Autre exemple : l'ancien directeur de l'Institut des archives, Iouri Afanassiev, qui avait créé l'Université humanitaire de Moscou, a dû quitter son poste en 2006, pour avoir accepté d'être financé par l'ex-pétrolier Mikhaïl Khodorkovski, aujourd'hui incarcéré en Sibérie. « Les pressions ne sont pas directes, on fait comprendre qu'il vaut mieux s'en aller... », affirme l'historien Nikita Petrov, qui note « un accès de plus en plus restreint aux archives » et le retour d'« une histoire mythologique ».
Le même pessimisme gagne le cinéaste Nikolaï Dostal, qui constate que « de nombreux films restent en souffrance s'ils ne collent pas avec l'idéologie patriotique ». Son dernier film sur la vie du grand écrivain des camps Varlam Chalamov, reflet terrifiant du siècle de Lénine, a toutefois été diffusé en prime time en juin à la télévision.
« Aucune pression du pouvoir »
Les optimistes en déduisent que les choses ne sont pas si catastrophiques. Au Fonds de l'étranger russe, notamment, une étonnante institution créée sous le patronage d'Alexandre Soljenitsyne, on se dit confiant. « Qui aurait pu imaginer qu'un centre rendant à la Russie la mémoire de son émigration blanche puisse voir le jour ! », s'enthousiasme le directeur Viktor Moskvine.
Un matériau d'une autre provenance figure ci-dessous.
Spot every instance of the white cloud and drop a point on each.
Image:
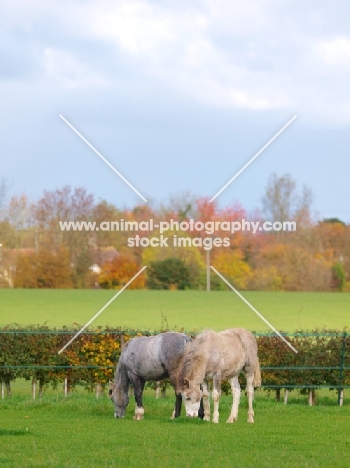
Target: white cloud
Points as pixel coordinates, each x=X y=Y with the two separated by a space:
x=223 y=53
x=63 y=67
x=335 y=51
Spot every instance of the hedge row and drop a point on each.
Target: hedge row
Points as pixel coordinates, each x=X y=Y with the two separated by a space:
x=32 y=352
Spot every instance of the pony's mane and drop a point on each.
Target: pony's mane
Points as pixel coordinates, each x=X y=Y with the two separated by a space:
x=192 y=361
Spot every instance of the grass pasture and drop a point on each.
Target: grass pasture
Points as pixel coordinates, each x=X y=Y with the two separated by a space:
x=80 y=431
x=192 y=310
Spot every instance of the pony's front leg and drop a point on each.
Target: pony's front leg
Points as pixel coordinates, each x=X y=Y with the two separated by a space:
x=216 y=398
x=236 y=395
x=250 y=393
x=138 y=385
x=206 y=403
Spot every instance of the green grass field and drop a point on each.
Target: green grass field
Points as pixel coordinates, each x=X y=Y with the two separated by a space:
x=191 y=310
x=80 y=431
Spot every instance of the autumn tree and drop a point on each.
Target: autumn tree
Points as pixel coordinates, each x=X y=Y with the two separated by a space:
x=116 y=274
x=171 y=273
x=67 y=205
x=43 y=269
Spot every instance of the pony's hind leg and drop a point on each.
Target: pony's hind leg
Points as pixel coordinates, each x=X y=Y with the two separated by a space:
x=138 y=385
x=178 y=404
x=206 y=403
x=250 y=394
x=236 y=395
x=216 y=398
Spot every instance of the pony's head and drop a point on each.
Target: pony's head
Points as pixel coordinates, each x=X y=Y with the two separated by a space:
x=191 y=396
x=120 y=399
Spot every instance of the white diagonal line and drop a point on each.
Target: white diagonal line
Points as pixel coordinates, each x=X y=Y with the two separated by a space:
x=103 y=308
x=254 y=309
x=254 y=157
x=103 y=159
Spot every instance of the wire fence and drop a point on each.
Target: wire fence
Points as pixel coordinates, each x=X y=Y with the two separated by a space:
x=323 y=359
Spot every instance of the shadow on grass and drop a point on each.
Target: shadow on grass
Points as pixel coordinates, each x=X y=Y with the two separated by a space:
x=5 y=432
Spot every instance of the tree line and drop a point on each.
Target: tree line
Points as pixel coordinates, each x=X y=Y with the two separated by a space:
x=36 y=253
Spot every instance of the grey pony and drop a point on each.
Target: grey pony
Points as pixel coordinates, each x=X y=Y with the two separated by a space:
x=147 y=358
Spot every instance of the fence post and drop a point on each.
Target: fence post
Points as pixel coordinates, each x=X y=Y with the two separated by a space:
x=341 y=368
x=122 y=342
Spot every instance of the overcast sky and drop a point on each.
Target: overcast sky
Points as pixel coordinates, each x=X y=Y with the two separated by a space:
x=177 y=95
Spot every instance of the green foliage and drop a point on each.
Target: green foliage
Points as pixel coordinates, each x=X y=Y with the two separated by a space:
x=171 y=273
x=338 y=276
x=91 y=358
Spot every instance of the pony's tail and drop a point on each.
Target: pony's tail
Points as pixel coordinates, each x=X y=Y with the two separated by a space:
x=257 y=375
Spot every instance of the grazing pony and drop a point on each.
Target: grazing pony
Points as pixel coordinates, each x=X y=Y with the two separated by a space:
x=218 y=356
x=146 y=358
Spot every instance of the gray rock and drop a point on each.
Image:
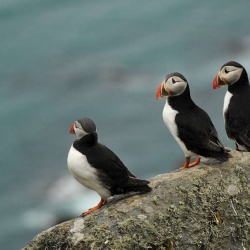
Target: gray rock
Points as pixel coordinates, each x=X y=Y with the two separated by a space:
x=205 y=207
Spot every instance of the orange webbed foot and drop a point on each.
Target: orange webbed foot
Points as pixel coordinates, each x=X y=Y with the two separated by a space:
x=187 y=165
Dans un bel immeuble mis à disposition par la mairie de Moscou, des milliers de pièces d'archives sont en train de revenir, notamment de France. Le Fonds, qui a sa propre maison d'édition, est devenu une ruche intellectuelle qui permet de reconstruire le puzzle de l'aventure humaine et politique des émigrés, un pan d'histoire dont la Russie avait été amputée. « Nous ne sentons aucune pression du pouvoir, au contraire », assure Moskvine. Il est vrai que le patronage d'Alexandre Soljenitsyne assure au Fonds une légitimité « patriotique » aux yeux du Kremlin. L'écrivain a été décoré en juin par Poutine. Ce n'est pas le moindre paradoxe que de voir ce grand adversaire du totalitarisme communiste se retrouver aux côtés d'un pouvoir russe qui resoviétise son histoire.